Host survival depends on the elimination of virus and mitigation of tissue damage. Herein, we report the modulation of D-mannose flux rewires the virus-triggered immunometabolic response cascade and reduces tissue damage. Safe and inexpensive D-mannose can compete with glucose for the same transporter and hexokinase. Such competitions suppress glycolysis, reduce mitochondrial reactive-oxygen-species and succinate-mediated hypoxia-inducible factor-1α, and thus reduce virus-induced proinflammatory cytokine production. The combinatorial treatment by D-mannose and antiviral monotherapy exhibits in vivo synergy despite delayed antiviral treatment in mouse model of virus infections.
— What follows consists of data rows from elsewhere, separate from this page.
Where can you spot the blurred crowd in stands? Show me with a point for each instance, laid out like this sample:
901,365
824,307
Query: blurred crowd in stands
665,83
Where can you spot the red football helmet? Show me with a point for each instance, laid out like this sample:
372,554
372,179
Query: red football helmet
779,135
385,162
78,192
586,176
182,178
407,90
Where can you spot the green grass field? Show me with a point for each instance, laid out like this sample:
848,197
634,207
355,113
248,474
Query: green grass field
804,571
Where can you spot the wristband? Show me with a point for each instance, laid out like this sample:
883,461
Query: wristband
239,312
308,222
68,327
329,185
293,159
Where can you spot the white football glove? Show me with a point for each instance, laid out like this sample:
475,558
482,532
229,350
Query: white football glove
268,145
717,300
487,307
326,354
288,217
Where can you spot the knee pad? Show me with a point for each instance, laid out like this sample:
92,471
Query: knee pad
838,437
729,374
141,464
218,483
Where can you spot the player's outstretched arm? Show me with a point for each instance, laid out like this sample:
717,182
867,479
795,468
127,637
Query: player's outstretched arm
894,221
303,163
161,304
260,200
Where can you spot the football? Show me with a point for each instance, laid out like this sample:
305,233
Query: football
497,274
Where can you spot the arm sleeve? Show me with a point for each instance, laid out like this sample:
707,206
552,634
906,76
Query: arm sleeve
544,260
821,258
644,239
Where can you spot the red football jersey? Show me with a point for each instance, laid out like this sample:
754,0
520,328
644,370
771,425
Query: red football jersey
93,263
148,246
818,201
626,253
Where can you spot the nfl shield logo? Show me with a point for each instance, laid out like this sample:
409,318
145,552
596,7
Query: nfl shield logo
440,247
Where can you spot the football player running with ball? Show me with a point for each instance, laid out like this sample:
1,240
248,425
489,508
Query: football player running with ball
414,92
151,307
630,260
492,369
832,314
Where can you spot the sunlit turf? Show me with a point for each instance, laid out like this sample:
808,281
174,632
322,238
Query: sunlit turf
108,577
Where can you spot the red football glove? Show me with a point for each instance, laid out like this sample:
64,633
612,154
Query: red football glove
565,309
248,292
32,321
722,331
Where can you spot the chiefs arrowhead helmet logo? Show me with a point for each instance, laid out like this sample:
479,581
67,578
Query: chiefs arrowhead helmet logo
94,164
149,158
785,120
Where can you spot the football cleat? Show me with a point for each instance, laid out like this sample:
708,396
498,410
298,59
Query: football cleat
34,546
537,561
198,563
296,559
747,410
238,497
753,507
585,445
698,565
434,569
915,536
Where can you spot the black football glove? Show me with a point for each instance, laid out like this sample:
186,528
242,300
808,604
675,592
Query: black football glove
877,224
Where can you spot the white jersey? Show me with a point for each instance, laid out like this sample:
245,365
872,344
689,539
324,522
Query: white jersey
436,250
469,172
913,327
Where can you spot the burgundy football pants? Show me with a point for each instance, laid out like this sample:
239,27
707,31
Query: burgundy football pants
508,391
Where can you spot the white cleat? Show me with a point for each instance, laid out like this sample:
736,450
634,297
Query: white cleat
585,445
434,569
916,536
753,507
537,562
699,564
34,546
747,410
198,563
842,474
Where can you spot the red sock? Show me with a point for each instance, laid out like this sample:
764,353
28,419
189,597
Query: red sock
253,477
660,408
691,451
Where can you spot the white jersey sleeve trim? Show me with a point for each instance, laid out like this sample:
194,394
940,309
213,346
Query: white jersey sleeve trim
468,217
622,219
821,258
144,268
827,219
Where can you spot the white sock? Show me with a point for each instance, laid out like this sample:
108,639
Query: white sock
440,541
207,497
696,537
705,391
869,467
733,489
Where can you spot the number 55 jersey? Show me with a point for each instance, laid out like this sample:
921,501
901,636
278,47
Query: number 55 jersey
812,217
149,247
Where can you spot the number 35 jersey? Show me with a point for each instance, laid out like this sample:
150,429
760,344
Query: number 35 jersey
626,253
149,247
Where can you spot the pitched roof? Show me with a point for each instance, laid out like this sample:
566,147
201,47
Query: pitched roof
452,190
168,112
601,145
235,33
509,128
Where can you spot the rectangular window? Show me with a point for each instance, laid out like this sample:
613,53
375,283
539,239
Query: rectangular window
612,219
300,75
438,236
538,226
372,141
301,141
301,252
Phosphomannose isomerase (PMI) knockout cells are viable, whereas addition of D-mannose to the PMI knockout cells blocks cell proliferation, indicating that PMI activity determines the beneficial effect of D-mannose. PMI inhibition suppress a panel of virus replication via affecting host and viral surface protein glycosylation. However, D-mannose does not suppress PMI activity or virus fitness. Taken together, PMI-centered therapeutic strategy clears virus infection while D-mannose treatment reprograms glycolysis for control of collateral damage.

Suggested Citation

  • Ronghui Liang & Zi-Wei Ye & Zhenzhi Qin & Yubin Xie & Xiaomeng Yang & Haoran Sun & Qiaohui Du & Peng Luo & Kaiming Tang & Bodan Hu & Jianli Cao & Xavier Hoi-Leong Wong & Guang-Sheng Ling & Hin Chu & J, 2024. "PMI-controlled mannose metabolism and glycosylation determines tissue tolerance and virus fitness," Nature Communications, Nature, vol. 15(1), pages 1-15, December.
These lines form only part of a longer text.